Opinion
March 5, 1909.
Albert B. Boardman, for the appellant.
David Rumsey, for the respondents.
In this proceeding the relator seeks to review the assessment of its real estate for the purpose of taxation for the year 1904. The premises affected comprise practically all four city blocks bounded by Seventh and Ninth avenues and Thirty-first and Thirty-third streets. The property had been acquired for the purpose of constructing the large terminal station of the Pennsylvania Railroad Company, and on the second Monday of January, 1904, the day fixed by law as that upon which valuations were to be taken, the relator had torn down all the buildings on the land in question and had commenced to excavate the ground. The plans of the relator for the proposed station required the use and occupation by it of the portion of Thirty-second street lying between Seventh and Eighth avenues. These plans were approved by the board of rapid transit railroad commissioners, and the relator acquired all the land abutting on Thirty-second street between the avenues mentioned. Thereupon, by resolution of the board of estimate and apportionment, approved by the mayor on December 2, 1903, the map of the city was changed and Thirty-second street between said avenues was closed and discontinued as a public street. Subsequently and on December 31, 1903, the relator acquired by purchase from the city of New York the absolute title to the land constituting the bed of what had been Thirty-second street between said avenues.
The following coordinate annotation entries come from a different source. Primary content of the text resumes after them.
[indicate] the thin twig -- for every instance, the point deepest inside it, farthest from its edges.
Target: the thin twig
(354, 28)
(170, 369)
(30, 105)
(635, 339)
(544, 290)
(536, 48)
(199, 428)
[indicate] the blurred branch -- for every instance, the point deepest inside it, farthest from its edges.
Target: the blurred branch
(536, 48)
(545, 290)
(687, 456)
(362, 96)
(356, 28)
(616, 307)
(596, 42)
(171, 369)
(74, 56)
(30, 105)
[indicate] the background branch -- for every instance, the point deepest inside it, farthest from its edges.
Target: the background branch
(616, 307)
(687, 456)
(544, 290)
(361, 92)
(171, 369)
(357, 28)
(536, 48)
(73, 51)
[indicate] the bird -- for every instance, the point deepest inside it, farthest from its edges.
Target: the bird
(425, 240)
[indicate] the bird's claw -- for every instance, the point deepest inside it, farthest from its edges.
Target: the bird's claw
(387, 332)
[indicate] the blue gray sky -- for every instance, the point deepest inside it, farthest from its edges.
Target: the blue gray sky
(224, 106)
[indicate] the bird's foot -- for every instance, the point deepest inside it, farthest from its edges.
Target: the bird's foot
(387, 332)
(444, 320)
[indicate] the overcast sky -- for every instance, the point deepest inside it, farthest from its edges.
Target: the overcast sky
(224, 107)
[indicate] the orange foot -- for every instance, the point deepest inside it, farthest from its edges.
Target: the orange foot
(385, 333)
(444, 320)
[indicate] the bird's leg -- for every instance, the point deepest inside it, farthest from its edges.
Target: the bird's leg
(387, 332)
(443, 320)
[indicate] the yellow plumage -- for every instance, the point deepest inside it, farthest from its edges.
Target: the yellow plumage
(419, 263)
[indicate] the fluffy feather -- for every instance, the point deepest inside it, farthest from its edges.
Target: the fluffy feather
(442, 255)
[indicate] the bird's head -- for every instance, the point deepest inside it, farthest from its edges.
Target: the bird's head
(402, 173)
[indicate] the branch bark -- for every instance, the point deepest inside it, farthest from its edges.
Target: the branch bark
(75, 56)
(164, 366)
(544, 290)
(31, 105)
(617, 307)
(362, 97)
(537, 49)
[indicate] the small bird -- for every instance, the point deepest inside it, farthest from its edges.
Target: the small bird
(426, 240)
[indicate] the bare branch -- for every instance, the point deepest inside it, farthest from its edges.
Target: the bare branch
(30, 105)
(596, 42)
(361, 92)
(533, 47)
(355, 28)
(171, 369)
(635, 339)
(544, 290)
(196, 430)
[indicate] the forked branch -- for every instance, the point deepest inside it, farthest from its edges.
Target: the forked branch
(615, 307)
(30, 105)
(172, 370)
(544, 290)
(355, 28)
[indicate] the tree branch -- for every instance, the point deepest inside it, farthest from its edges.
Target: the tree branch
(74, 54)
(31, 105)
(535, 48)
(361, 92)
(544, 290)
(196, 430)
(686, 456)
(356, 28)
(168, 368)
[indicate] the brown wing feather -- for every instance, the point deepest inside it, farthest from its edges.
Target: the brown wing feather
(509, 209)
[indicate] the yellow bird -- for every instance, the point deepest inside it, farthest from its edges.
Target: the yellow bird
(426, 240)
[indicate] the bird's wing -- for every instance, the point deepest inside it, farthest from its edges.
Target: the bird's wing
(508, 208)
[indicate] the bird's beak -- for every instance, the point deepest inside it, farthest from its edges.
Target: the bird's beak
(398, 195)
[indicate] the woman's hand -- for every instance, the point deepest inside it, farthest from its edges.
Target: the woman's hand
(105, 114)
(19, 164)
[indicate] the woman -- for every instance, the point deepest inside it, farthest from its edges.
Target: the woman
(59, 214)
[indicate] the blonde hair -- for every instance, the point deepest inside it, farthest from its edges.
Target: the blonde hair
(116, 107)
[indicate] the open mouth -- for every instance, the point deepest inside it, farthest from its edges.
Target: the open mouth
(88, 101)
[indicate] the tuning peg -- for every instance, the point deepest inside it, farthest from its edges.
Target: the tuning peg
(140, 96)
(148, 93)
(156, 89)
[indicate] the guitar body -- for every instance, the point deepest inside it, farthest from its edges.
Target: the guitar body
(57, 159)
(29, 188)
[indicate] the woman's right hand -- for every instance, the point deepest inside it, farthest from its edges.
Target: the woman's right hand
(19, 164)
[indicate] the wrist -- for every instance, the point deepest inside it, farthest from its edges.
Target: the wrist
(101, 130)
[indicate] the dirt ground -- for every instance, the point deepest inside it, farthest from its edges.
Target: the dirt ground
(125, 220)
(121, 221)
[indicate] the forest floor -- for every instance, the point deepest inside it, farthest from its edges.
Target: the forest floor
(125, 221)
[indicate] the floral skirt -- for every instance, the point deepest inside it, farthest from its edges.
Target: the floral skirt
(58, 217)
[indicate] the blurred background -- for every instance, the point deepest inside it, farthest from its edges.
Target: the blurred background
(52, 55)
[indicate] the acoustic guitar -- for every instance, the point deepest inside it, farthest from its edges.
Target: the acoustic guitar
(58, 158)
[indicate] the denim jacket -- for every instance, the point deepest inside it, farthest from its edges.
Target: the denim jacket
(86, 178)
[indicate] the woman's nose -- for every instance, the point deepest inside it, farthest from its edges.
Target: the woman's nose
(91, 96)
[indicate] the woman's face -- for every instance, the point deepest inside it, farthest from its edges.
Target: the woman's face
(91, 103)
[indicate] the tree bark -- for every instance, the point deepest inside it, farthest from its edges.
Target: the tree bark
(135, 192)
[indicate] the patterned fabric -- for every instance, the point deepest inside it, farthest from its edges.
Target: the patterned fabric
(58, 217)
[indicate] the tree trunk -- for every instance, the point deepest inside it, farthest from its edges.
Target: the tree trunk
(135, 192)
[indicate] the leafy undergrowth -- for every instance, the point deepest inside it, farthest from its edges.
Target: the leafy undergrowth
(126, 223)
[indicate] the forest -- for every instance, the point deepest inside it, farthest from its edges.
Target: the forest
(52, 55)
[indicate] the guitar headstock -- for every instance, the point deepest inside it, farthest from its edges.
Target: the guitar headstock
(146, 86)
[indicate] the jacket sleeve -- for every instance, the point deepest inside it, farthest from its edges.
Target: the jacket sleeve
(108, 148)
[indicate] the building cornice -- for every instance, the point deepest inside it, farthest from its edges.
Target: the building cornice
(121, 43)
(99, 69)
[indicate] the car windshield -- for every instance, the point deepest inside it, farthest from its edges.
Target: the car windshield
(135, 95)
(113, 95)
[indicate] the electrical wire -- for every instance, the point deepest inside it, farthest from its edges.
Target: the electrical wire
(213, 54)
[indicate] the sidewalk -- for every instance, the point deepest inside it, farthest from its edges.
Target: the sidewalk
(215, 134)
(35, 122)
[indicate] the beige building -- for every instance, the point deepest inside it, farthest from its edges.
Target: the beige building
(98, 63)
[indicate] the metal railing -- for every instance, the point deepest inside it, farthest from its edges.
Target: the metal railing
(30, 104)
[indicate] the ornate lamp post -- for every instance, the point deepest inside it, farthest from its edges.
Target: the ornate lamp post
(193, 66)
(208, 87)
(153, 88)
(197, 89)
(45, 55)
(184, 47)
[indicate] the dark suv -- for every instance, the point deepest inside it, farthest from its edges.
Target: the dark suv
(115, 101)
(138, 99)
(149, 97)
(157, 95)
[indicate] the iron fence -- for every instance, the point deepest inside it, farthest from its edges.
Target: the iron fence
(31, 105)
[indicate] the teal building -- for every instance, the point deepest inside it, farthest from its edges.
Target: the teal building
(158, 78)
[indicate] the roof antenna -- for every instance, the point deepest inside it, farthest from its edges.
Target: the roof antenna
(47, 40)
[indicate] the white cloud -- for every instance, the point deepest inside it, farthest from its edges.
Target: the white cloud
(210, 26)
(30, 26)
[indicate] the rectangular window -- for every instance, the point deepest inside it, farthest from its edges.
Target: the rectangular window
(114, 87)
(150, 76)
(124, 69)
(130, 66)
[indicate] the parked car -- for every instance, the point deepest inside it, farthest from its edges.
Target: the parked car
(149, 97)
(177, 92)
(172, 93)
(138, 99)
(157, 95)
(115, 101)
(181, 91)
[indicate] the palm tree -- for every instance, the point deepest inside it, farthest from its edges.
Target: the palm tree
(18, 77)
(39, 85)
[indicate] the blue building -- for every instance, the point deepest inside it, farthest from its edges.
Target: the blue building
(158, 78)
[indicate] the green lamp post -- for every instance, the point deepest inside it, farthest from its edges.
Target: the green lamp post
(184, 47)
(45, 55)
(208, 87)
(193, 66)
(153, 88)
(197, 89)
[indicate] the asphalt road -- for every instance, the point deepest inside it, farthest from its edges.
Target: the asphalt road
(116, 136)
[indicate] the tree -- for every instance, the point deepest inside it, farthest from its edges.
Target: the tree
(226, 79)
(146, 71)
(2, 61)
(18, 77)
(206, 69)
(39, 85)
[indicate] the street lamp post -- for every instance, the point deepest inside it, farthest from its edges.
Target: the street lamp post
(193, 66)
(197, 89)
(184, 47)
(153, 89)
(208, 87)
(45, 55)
But two questions are presented on this appeal: First. Should the lots between the avenues mentioned above be assessed and valued for the purposes of taxation as lots having on the second Monday of January, 1904, a street frontage on Thirty-second street, or should they be assessed and valued as interior lots?
Second. Should the valuation of the lots upon the four blocks owned by relator be increased by a "plottage" allowance?
As to the first question, we think that the lots formerly fronting on Thirty-second street should have been assessed as interior lots, because that in point of fact is what they became as soon as the street was discontinued and closed. The argument opposed to this view is that, because it lay within the power of the relator as owner of the street to establish it as a private way, or rededicate it to public use as a street, the lots should be valued as if that had been done. This view is untenable when there is taken into account the fact that the very purpose of the relator in purchasing the street after it had been legally closed was to devote it to a use which would render its further use as a street impossible. If that purpose should be abandoned and the street reopened or rededicated, a different condition of affairs would be created, to which a different rule of valuation would apply. The question is not now, however, what might be done with the property, but what had in fact been done on the date in 1904 with reference to which the valuation was made. We are, therefore, of the opinion that the lots in question should have been valued and assessed as inside lots.
"Plottage" is correctly defined by the referee as "a percentage added to the aggregate value of two or more contiguous lots when held in one ownership, as representing an increased value pertaining to a group of lots by reason of the fact that they admit of a larger and more advantageous disposition or improvement than a single lot." The referee has properly added to the value found by him a "plottage" allowance of ten per cent. In this he is sustained by the opinion of most of the expert witnesses. It may be that a whole city block is too large to be conveniently sold in bulk, or improved by the erection of a single building, if not used as relator proposes to use these blocks. But the blocks could be easily cut up into parcels of convenient size and thus sold with plottage advantages.
The order appealed from will, therefore, be modified as indicated herein, without costs to either party in this court. The referee has so drawn his report that the necessary facts to enable a modification to be made are all found, so that it will not be necessary to send the matter back for a further hearing.
INGRAHAM, McLAUGHLIN, CLARKE and HOUGHTON, JJ., concurred.
Order modified as indicated in opinion, without costs. Settle order on notice.